Of course, the answers don’t matter because we’re asking the wrong questions. This election was never about Dirty Politics or ethics in politics. It wasn't even about the politics of mass surveillance or hope for something better. No one is suffering from Stockholm syndrome either. This was an endorsement of a third way government. It was an endorsement of a man who is less politician, more phenomenon.
The fifth Labour government’s redistributive policies are still in place. Government spending is rising. Unemployment is gradually decreasing. We are in the magic zone (surplus). The status quo still serves those it's meant to keep content – the middle. In light of that change always seemed unlikely. For those who are at the hard edge of government policies and a mediocre economy – beneficiaries and the working poor – voting is increasingly becoming a class act.
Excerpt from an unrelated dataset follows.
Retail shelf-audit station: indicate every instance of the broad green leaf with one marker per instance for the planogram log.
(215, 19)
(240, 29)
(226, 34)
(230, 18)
A middle class act. Not because beneficiaries or the working poor are feckless scum stuck in their self-defeating ways, but because the left isn’t reaching them.
That's not to say the left isn't left enough. Labour 2014 is further to the left than Labour 2004. Labour 2011 was more left than Labour 2008. The problem is more fundamental than a shift to the left or right. After all, there was plenty to vote for. What excited me, knowing the awful living conditions the poor in this country must put up with, was Kiwibuild. 100,000 new homes. It’s very easy to treat that as an abstraction, but for people living with rotten bathrooms, sleeping in damp bedrooms and eating in mouldy kitchens 100,000 news homes matter.
Yet the problem wasn’t that the policies were poorly pitched. The problem seems to be that politics – the process, the institutions and then the policies - isn’t reaching voters at the hard edge. Our New Zealand not only talks past the New Zealand that won last night, our New Zealand also seems to talk past the people we claim to represent. Everyone is entitled to a better life, yet our leaders seem incapable of giving convincing expression to that very simple idea. Labour and the Greens made two cases very well – “here’s what we’ll do and how we’ll do it – yet the sine qua non – here’s why we’ll do it – isn’t reaching New Zealand. Notice that I’m using New Zealand as the collective now, not its many parts.
I saw David Cunliffe this morning. I had no words for him. What do you say when your side has been routed? And how do you say it to the man who will be held responsible? Although he put on a very brave face, he was clearly a broken man. Not in an emotional or physical sense, but spiritually spent. It was a uniquely horrible feeling. And's that's for me.
I saw Metiria Turei too. She was warm, as always. We hugged it out while she was leaving the set. It was small moment of optimism in a bleak day. I reflected on that moment today and decided I’m not going to wallow in the collective pity nor indulge in self-pity. Fuck that. National deserved its crushing victory – credit to them - we most probably deserved our routing. Defeat is an opportunity and I’m taking this opportunity to join the Greens. I see it like this: the left’s old guard has no answers. None. We need a new generation. It's time for our New Zealand to step up.